The comment, which by definition was the tacit endorsement of Israel's disappearance as a Jewish-majority state from the Middle East, earned cheers from the estimated-600 crowd who turned out to watch the leader answer questions in a forum sponsored by Columbia University's School of International and Public Affairs.

According to Rabbi Yonah Blum, a campus religious life adviser and co-director of the Chabad Resource Center of Columbia University, the mood outside of the hall where the Iranian spoke was decidedly less enthusiastic about anything Ahmadinejad had to say.


"On the one hand students are calling it a positive event, because it was clarifying to see what his policies are," said Blum, who joined a protest organized by dozens of student groups and attended by thousands. "Many students felt that Iran's president advocated positions that were downright illogical."

In his more than half-hour talk, Ahmadinejad – who was in New York to address a general session of the United Nations on Tuesday – dodged questions about his country's pursuit of nuclear technology for suspected military purposes, called for academic inquiry into the existence of the Holocaust, denied that Iran oppressed women despite numerous reports to the contrary and accused the United States of sponsoring terrorism.

Columbia president Lee Bollinger, who introduced the speaker, challenged him to address a ream of charges, from his country exporting terrorism and funding Hizbullah to leading the world in state executions of minors. Regarding Ahmadinejad's well-publicized statements calling the Holocaust into question and accusing the Jewish community of profiting off of it, Bollinger called the foreign head of state "either brazenly provocative or astonishingly uneducated."

John Coatsworth, the acting dean of the School of International and Public Affairs who moderated the forum, said in thanking Ahmadinejad for coming that he doubted the Iranian president answered any of Bollinger's or the audiences' questions adequately.

Denouncing a Speaker

Noah Leavitt, a history major from New York and former director of operations for the university's College Republicans, was one of the students protesting the speech. While some groups – all told, human rights, women's rights, Jewish and pro-Israel organizations took part in the protests – agreed with Ahmadinejad's right to speak but called into question the leader's message, Leavitt said that he abhorred the university's decision to invite the leader in the first place.

"I understand why he's an important figure today in world politics," Leavitt stated before the event. "But I don't think he should be speaking on campus. By letting him speak, we lend him the prestige of Columbia University, we give him a respect he doesn't deserve."

Second-year law student Aviva Robin was more adamant in her disgust.

"I'm opposed to the way the school organized it," she said. "It was announced at the last minute, right before the weekend. If they're promoting academic debate, they did not allow for adequate debate from the students. I do not believe that a state sponsor of terrorism, one who wants to destroy another nation, as well as a human-rights offender, should be given a forum to speak at Columbia."

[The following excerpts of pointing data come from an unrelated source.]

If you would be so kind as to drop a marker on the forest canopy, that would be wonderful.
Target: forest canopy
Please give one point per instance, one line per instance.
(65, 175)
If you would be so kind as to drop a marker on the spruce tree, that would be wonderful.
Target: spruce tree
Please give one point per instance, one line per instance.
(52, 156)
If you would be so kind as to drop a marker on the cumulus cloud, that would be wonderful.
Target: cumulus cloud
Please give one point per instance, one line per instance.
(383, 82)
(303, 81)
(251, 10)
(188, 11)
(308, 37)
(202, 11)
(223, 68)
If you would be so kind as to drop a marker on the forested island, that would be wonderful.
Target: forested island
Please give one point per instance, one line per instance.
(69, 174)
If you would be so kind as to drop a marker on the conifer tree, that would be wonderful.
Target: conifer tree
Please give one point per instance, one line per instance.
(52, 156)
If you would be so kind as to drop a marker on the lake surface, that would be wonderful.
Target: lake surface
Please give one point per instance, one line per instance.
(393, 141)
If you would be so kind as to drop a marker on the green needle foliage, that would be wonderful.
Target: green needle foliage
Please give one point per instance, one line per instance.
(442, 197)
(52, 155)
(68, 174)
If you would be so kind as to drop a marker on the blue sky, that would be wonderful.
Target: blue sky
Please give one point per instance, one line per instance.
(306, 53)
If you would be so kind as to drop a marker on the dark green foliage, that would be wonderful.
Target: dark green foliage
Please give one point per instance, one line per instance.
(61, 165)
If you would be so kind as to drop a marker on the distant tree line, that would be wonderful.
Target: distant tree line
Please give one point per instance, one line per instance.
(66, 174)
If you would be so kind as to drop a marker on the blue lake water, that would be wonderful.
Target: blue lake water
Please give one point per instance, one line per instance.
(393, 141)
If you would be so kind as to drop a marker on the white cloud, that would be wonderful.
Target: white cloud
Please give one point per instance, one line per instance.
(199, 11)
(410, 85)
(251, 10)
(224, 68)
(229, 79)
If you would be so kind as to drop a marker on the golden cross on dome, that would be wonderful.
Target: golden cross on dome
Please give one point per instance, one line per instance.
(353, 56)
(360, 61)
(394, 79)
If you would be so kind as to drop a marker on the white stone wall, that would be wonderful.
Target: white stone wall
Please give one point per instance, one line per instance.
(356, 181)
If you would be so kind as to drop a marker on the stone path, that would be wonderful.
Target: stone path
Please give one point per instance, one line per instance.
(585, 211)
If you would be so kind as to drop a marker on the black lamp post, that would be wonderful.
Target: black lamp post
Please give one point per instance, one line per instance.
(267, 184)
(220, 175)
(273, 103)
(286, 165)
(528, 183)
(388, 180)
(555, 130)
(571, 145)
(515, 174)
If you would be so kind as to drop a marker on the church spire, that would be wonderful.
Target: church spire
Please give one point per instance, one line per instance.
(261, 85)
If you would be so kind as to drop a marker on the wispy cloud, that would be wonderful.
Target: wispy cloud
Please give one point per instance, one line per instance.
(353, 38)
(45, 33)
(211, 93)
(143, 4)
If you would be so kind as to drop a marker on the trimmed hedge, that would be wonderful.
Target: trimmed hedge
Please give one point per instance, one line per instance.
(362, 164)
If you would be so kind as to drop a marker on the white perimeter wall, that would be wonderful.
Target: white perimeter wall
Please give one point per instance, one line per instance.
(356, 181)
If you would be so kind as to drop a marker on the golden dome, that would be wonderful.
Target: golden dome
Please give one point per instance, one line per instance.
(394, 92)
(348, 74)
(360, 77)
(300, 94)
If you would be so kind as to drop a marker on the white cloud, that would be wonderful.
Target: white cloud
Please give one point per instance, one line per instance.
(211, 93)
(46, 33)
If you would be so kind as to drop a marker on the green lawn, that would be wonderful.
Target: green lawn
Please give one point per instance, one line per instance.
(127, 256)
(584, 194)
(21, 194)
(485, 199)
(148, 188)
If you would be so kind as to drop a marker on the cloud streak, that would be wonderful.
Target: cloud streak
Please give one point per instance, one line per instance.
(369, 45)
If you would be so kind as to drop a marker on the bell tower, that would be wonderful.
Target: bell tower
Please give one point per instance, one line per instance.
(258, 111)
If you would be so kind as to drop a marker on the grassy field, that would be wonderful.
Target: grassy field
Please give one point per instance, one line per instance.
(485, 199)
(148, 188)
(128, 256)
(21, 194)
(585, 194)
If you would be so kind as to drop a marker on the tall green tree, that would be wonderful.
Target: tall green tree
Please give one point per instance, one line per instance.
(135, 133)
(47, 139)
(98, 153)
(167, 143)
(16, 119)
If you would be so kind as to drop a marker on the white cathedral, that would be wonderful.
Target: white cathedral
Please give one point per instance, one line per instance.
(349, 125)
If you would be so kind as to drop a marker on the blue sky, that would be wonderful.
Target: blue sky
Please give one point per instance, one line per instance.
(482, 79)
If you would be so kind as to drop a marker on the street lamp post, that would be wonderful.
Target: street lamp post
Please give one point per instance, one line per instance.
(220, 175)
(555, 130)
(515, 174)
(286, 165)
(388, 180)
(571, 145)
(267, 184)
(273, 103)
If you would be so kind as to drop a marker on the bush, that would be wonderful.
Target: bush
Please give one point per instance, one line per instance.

Robin, who organizes Jewish cultural events for Columbia's School of Law in conjunction with the Chabad House, said that she was proud of the students for coalescing in opposition to the Iranian president.

"But I'm not very proud of the administration," she said. "My mother's family actually fled from Iran [after the 1979 Islamic revolution put Jewish families in danger]. My father's family fled Nazi Germany. So this is probably the last person I would ever like to see."

Echoing Robin, Blum said that if there was anything to be gleaned from the appearance, it was that Columbia's students, and the Jewish ones in particular, could rally together so successfully.

(The rabbi, who like other protesters dressed in an anti-Ahmadinejad T-shirt for the occasion – the front quoted 17th century British statesman Edmund Burke, who said, "All that is necessary for the triumph of evil is for good men to do nothing" – offered the Chabad House's support in the effort. The Jewish response to the speech was primarily coordinated by Columbia's Hillel.)

"First and foremost, I'm very proud of the students and the Jewish community in coming together in such an effective way," stated Blum. "The coalition is wide and impressive. Obviously, not everybody shares the exact same views, but the fact that it was a unifying event for the whole community is inspiring.

"I’ve been on Columbia’s campus for more than 10 years and I have yet to see the unity of students like I did today," he continued. "I'm honored to be part of that community."